(NEW YORK POST) -- Keep your shades down, New York.
A Manhattan judge ruled this week that artistic freedom trumps the rights of parents who don’t want their kids secretly photographed through the windows of their homes.
Judge Eileen Rakower tossed a lawsuit brought by two parents against a Tribeca artist who snapped pictures of their children through their apartment windows as part of a controversial exhibition this year.
“What are the implications here for parents?” said a friend of the plaintiffs yesterday. “You can just have people shooting your kids in their bedrooms, and nothing can be done about it? You can’t just hide behind the word ‘art’ to behave poorly.”
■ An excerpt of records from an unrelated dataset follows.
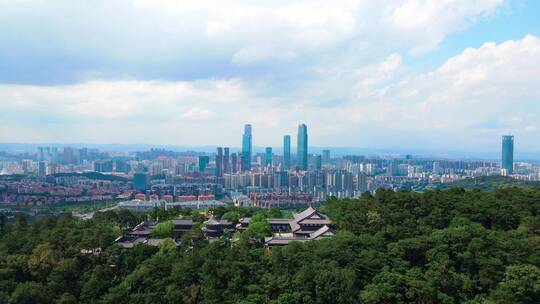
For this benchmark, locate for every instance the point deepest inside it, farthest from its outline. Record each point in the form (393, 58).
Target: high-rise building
(268, 156)
(246, 148)
(507, 162)
(318, 162)
(219, 162)
(326, 156)
(302, 147)
(203, 162)
(42, 168)
(226, 162)
(234, 163)
(141, 181)
(286, 152)
(68, 156)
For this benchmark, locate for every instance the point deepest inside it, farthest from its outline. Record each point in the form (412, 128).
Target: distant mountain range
(381, 152)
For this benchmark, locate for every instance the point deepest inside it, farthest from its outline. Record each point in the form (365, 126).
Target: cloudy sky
(428, 74)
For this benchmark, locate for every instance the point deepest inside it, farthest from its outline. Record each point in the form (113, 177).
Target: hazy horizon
(391, 74)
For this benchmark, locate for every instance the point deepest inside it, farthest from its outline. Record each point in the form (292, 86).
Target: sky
(423, 74)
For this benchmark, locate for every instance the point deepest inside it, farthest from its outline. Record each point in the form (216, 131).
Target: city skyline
(444, 75)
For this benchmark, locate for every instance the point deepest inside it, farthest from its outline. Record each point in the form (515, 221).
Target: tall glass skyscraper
(508, 153)
(301, 153)
(246, 148)
(219, 162)
(286, 152)
(268, 157)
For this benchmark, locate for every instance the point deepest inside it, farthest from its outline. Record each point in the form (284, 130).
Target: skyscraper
(302, 147)
(268, 156)
(326, 156)
(508, 153)
(286, 152)
(219, 162)
(226, 162)
(234, 163)
(246, 148)
(203, 162)
(318, 162)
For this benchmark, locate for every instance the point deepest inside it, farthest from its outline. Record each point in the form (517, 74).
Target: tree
(42, 260)
(521, 284)
(30, 293)
(259, 226)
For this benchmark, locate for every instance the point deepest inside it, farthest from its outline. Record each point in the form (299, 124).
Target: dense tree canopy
(451, 246)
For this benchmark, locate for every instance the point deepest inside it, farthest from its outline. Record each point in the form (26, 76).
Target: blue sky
(398, 74)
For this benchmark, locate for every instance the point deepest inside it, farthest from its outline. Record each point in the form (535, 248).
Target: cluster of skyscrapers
(232, 163)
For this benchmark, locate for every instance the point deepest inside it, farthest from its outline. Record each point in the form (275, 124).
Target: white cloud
(468, 101)
(338, 66)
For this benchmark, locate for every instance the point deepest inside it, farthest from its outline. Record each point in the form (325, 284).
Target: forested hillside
(451, 246)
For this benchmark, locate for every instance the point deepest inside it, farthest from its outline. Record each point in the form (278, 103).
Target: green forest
(443, 246)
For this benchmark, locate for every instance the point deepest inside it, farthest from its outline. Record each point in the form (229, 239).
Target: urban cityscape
(243, 177)
(270, 152)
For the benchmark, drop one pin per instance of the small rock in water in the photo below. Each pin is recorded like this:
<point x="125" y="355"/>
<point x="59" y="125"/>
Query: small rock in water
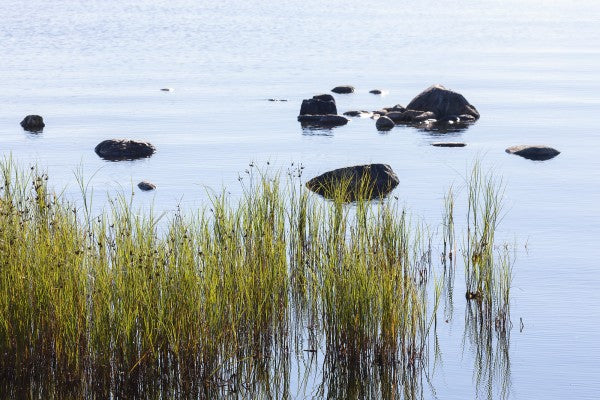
<point x="343" y="89"/>
<point x="448" y="144"/>
<point x="371" y="180"/>
<point x="359" y="113"/>
<point x="146" y="186"/>
<point x="33" y="123"/>
<point x="319" y="105"/>
<point x="124" y="149"/>
<point x="534" y="152"/>
<point x="333" y="120"/>
<point x="384" y="123"/>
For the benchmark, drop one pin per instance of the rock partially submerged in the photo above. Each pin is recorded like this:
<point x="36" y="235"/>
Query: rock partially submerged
<point x="384" y="123"/>
<point x="33" y="123"/>
<point x="534" y="152"/>
<point x="357" y="182"/>
<point x="323" y="104"/>
<point x="327" y="121"/>
<point x="443" y="103"/>
<point x="358" y="113"/>
<point x="448" y="144"/>
<point x="124" y="149"/>
<point x="343" y="89"/>
<point x="146" y="186"/>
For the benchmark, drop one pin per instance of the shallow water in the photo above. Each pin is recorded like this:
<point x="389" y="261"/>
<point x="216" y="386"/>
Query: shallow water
<point x="94" y="71"/>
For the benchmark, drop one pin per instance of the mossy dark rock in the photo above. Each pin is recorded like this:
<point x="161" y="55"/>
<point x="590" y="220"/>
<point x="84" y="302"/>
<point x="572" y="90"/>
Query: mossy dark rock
<point x="318" y="106"/>
<point x="124" y="149"/>
<point x="146" y="186"/>
<point x="448" y="144"/>
<point x="343" y="89"/>
<point x="359" y="181"/>
<point x="33" y="123"/>
<point x="384" y="123"/>
<point x="534" y="152"/>
<point x="443" y="103"/>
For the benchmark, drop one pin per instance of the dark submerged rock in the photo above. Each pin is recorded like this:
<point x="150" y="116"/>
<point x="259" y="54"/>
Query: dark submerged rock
<point x="146" y="186"/>
<point x="326" y="121"/>
<point x="360" y="181"/>
<point x="324" y="97"/>
<point x="448" y="144"/>
<point x="343" y="89"/>
<point x="397" y="107"/>
<point x="124" y="149"/>
<point x="384" y="123"/>
<point x="358" y="113"/>
<point x="33" y="123"/>
<point x="534" y="152"/>
<point x="318" y="107"/>
<point x="443" y="103"/>
<point x="333" y="120"/>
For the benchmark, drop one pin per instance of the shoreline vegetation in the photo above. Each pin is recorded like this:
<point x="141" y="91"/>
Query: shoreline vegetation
<point x="221" y="301"/>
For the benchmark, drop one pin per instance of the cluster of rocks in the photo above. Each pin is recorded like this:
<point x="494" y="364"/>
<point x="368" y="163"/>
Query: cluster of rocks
<point x="434" y="108"/>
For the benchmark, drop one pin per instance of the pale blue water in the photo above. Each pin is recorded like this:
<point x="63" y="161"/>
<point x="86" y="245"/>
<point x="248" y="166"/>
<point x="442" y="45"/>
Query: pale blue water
<point x="93" y="69"/>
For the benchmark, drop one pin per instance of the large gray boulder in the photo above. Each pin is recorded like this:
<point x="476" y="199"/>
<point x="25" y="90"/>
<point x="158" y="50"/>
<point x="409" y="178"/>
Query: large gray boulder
<point x="357" y="182"/>
<point x="443" y="103"/>
<point x="534" y="152"/>
<point x="33" y="123"/>
<point x="124" y="149"/>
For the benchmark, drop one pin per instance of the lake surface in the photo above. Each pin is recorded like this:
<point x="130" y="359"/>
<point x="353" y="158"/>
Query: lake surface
<point x="94" y="70"/>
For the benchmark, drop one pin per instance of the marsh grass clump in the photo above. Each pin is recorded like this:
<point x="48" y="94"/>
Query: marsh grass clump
<point x="213" y="303"/>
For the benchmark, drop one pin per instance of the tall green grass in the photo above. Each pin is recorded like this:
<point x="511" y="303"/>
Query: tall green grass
<point x="214" y="302"/>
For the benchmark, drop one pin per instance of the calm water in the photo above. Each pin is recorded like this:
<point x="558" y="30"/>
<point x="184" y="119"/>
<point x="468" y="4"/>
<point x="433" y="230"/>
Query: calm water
<point x="93" y="69"/>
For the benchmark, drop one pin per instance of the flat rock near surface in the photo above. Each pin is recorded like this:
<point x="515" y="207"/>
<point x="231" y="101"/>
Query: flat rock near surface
<point x="343" y="89"/>
<point x="360" y="181"/>
<point x="384" y="123"/>
<point x="448" y="144"/>
<point x="124" y="149"/>
<point x="534" y="152"/>
<point x="33" y="123"/>
<point x="146" y="186"/>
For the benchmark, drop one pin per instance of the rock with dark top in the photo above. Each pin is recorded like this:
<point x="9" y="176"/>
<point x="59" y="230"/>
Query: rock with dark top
<point x="323" y="120"/>
<point x="534" y="152"/>
<point x="357" y="182"/>
<point x="397" y="107"/>
<point x="146" y="186"/>
<point x="443" y="103"/>
<point x="324" y="97"/>
<point x="33" y="123"/>
<point x="448" y="144"/>
<point x="317" y="106"/>
<point x="124" y="149"/>
<point x="358" y="113"/>
<point x="343" y="89"/>
<point x="333" y="120"/>
<point x="384" y="123"/>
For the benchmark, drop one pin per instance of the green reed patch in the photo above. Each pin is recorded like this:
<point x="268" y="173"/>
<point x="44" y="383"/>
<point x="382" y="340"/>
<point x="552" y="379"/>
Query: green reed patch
<point x="213" y="302"/>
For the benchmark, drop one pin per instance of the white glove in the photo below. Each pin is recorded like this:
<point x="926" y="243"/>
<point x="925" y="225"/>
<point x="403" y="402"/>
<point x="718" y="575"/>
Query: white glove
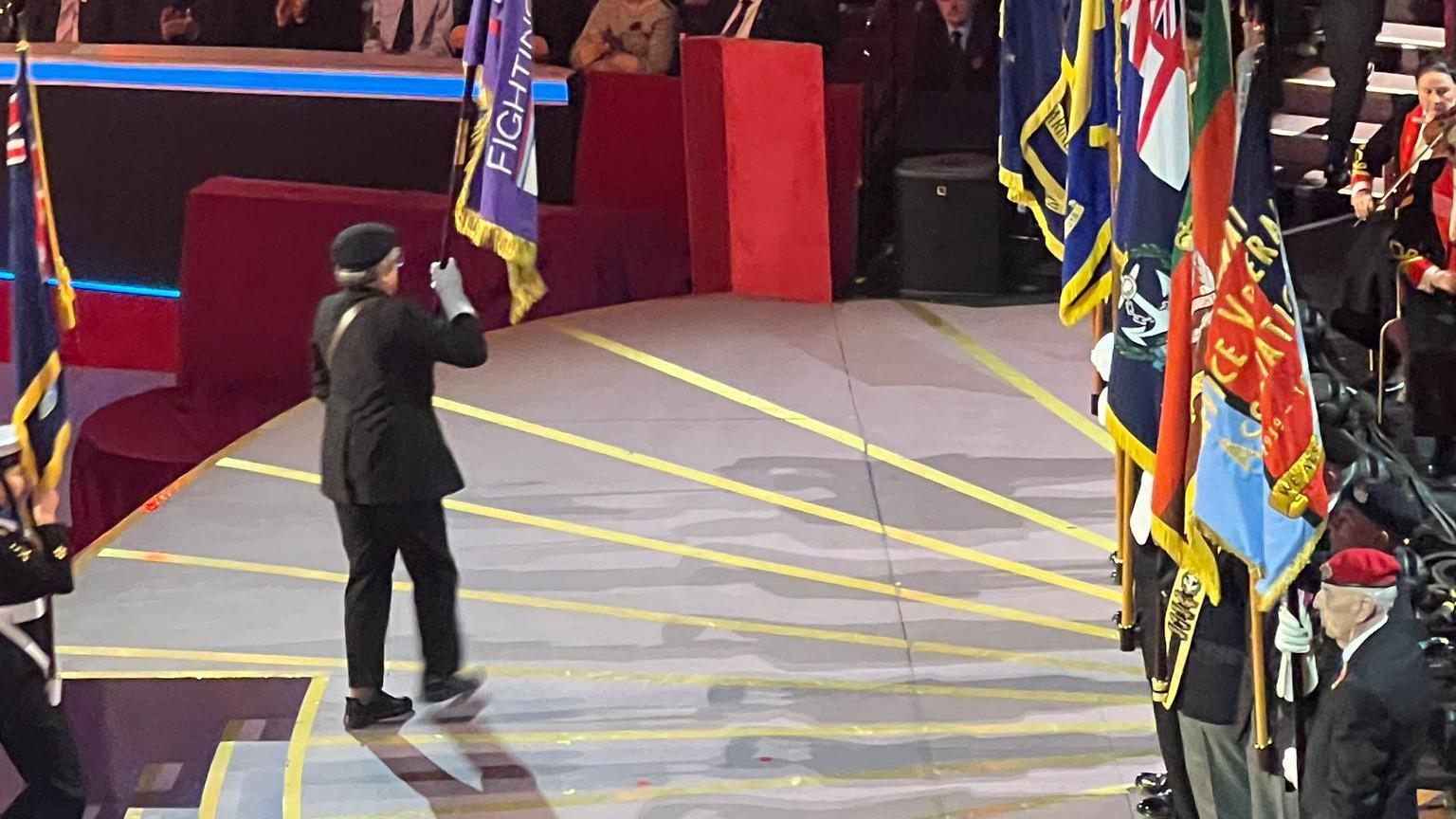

Artist Arne Svenson photographed his Greenwich Street neighbors for an exhibit titled “The Neighbors.”
Making use of their floor to ceiling windows, he captured his innocent subjects engaged in a host of mundane activities, from cleaning the floor to playing with their kids.
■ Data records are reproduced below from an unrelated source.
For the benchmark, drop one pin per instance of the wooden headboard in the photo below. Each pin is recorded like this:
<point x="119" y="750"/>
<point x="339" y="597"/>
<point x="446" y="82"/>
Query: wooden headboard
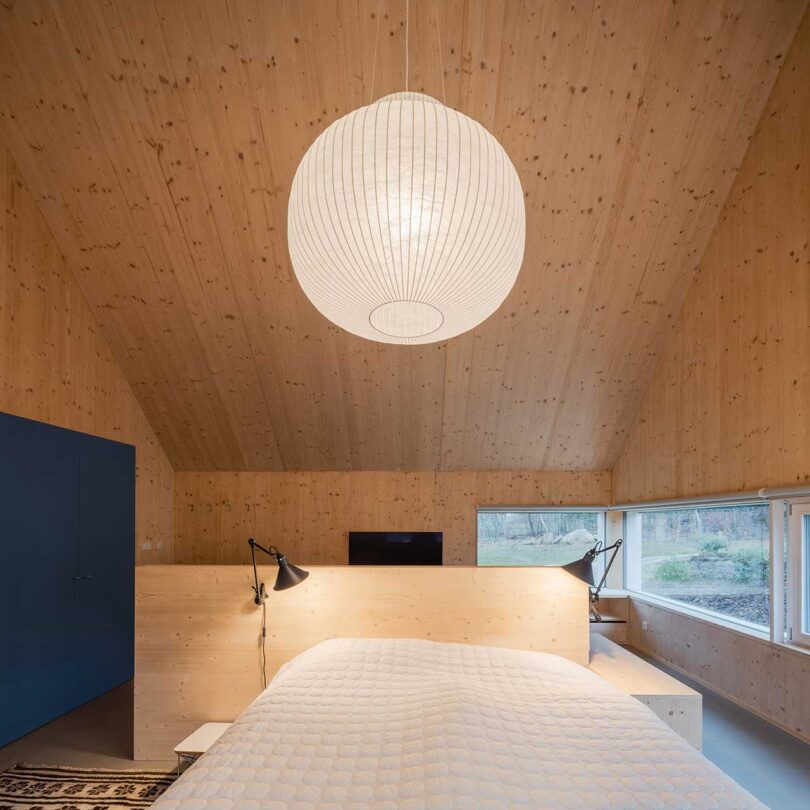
<point x="197" y="631"/>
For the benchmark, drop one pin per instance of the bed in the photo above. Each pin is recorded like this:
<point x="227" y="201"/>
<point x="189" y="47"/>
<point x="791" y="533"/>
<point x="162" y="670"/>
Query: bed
<point x="407" y="723"/>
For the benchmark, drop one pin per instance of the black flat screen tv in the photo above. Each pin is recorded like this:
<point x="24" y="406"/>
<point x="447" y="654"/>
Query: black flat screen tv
<point x="395" y="548"/>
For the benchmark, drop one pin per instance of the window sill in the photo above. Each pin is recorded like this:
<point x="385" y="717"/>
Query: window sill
<point x="740" y="626"/>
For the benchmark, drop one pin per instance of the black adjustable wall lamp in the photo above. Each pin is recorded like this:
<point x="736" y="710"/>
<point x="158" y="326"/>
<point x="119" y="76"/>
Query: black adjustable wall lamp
<point x="288" y="574"/>
<point x="583" y="569"/>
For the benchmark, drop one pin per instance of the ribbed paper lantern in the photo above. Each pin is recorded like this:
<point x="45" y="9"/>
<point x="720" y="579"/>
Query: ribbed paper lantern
<point x="406" y="221"/>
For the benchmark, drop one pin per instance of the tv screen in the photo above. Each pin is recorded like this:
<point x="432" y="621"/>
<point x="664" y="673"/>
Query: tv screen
<point x="395" y="548"/>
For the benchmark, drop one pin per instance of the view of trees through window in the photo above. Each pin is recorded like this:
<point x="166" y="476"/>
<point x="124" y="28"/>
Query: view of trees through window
<point x="713" y="557"/>
<point x="535" y="538"/>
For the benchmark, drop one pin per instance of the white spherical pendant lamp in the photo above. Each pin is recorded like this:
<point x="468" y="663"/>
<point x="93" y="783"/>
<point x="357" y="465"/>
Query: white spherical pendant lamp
<point x="406" y="222"/>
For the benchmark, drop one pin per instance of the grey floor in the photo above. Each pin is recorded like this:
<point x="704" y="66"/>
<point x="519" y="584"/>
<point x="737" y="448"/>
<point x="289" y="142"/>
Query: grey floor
<point x="771" y="764"/>
<point x="765" y="760"/>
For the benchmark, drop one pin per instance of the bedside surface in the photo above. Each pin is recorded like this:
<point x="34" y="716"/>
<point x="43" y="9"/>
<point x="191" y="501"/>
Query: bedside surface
<point x="202" y="739"/>
<point x="679" y="706"/>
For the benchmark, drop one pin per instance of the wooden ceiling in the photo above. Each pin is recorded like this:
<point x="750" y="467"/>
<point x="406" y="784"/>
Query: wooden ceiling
<point x="160" y="139"/>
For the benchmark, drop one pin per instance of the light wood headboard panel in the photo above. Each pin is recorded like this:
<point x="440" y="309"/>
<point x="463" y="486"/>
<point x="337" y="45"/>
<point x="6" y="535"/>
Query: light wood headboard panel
<point x="197" y="629"/>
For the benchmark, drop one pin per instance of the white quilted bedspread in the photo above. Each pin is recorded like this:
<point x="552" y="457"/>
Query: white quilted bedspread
<point x="401" y="723"/>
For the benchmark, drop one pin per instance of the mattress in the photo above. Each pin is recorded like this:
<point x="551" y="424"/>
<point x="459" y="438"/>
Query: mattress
<point x="403" y="723"/>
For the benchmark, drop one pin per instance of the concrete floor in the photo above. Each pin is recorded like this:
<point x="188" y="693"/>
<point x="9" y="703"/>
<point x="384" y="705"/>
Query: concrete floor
<point x="765" y="760"/>
<point x="96" y="735"/>
<point x="771" y="764"/>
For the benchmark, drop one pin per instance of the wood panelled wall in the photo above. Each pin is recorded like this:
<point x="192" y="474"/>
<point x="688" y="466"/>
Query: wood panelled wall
<point x="769" y="679"/>
<point x="197" y="658"/>
<point x="55" y="365"/>
<point x="308" y="515"/>
<point x="728" y="407"/>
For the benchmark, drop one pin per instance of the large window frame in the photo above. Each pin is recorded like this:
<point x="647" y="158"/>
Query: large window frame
<point x="602" y="534"/>
<point x="633" y="560"/>
<point x="797" y="603"/>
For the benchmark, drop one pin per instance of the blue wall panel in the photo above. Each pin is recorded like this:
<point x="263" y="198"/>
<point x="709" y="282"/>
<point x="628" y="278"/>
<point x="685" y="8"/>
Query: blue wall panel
<point x="66" y="514"/>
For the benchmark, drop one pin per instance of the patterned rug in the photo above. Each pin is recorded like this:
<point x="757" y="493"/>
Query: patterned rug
<point x="45" y="787"/>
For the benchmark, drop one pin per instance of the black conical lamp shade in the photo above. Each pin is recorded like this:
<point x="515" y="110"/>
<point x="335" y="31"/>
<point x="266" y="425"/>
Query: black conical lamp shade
<point x="288" y="574"/>
<point x="582" y="569"/>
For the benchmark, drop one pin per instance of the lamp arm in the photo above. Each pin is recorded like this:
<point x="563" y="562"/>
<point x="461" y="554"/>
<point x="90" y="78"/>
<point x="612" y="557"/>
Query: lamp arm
<point x="615" y="548"/>
<point x="258" y="588"/>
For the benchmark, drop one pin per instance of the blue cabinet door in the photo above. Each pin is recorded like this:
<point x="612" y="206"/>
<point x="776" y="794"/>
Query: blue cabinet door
<point x="40" y="659"/>
<point x="67" y="536"/>
<point x="107" y="562"/>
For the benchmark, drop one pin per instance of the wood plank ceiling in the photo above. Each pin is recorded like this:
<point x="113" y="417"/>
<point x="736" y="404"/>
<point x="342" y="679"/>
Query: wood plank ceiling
<point x="160" y="138"/>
But controversy erupted after Svenson’s models learned that they were being photographed without their knowledge — and that the images were being exhibited and sold for up to $10,000 each.
Matthew and Martha Foster sued Svenson — who likened himself to a “bird-watcher” — after realizing that their kids’ pictures were being used to promote the exhibit in California and at the Julie Saul Gallery in Manhattan.
Arguing that his behavior “shocks the conscience and is so out of keeping with the standards of morality in the community,” the couple asked the court to bar him from showing or selling the images.
They also demanded that he turn over all of the images not being used in the exhibit.
But Rakower ruled Monday that Svenson’s artistic freedom superseded their privacy concerns, and dismissed the case outright.
“The value of artistic expression outweighs any sale that stems from the published photos,” Rakower wrote.
The judge also said the end of the exhibition and Svenson’s promise to scrub his Facebook page and Web site of the images figured into her dismissal of the suit
Sources said that photos from the exhibit have sold briskly, and that the Harvard Business School snapped up one shot of a woman in a green dress cleaning her floor.